Problem Set 3: Tries and T9

Due 3/4/10 11:59pm

Important notes about grading:

Compile errors: All programs that you submit must compile. Programs that do not compile will probably receive an automatic zero. If you are having trouble getting your assignment to compile, please visit consulting hours. If you run out of time, it is better to comment out the parts that do not compile and hand in a file that compiles, rather than handing in a more complete file that does not compile.
Missing functions: We will be using an automatic grading script, so it is crucial that you name your functions and order their arguments according to the problem set instructions, and that you place the functions in the correct files. Otherwise you may not receive credit for a function properly written.
Code style: Finally, please pay attention to style.

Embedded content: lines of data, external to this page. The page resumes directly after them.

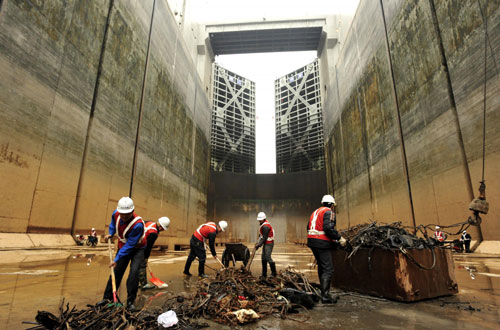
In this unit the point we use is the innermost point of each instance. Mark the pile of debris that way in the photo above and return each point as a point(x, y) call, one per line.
point(233, 297)
point(390, 236)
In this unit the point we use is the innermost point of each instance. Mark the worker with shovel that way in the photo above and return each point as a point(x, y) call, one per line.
point(321, 238)
point(152, 230)
point(130, 231)
point(206, 231)
point(266, 239)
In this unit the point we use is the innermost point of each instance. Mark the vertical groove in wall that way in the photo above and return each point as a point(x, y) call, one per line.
point(91, 115)
point(193, 145)
point(458, 129)
point(141, 106)
point(365, 148)
point(449, 88)
point(343, 151)
point(398, 115)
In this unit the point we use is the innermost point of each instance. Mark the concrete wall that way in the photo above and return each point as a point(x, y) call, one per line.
point(287, 199)
point(67, 153)
point(366, 163)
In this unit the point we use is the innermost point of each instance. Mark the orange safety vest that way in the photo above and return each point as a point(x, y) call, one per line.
point(439, 235)
point(315, 227)
point(270, 237)
point(204, 230)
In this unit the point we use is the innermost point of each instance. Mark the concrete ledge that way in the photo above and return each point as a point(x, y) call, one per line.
point(488, 247)
point(20, 240)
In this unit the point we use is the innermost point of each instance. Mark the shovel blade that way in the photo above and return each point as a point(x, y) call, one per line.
point(159, 283)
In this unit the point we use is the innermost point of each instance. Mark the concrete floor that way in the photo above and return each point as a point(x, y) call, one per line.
point(38, 280)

Refer to the CS 3110 style guide and lecture notes. Ugly code that is functionally correct may still lose points. Take the extra time to think out the problems and find the most elegant solutions before coding them up.
Late assignments: Please carefully review the course website's policy on late assignments, as all assignments handed in past the deadline will be considered late. Verify on CMS that you have submitted the correct version, before the deadline. Submitting the incorrect version before the deadline and realizing after the deadline still constitutes a late assignment.

For completing this problem set, please download the stub files provided on CMS and complete the functions as described below. As noted above, we use an automatic grading script, so do not change any of the function signatures. If you believe there is a problem with one, please come to office hours or post to the newsgroup.

Part 1 : Substitution Model Written Problem (15 points)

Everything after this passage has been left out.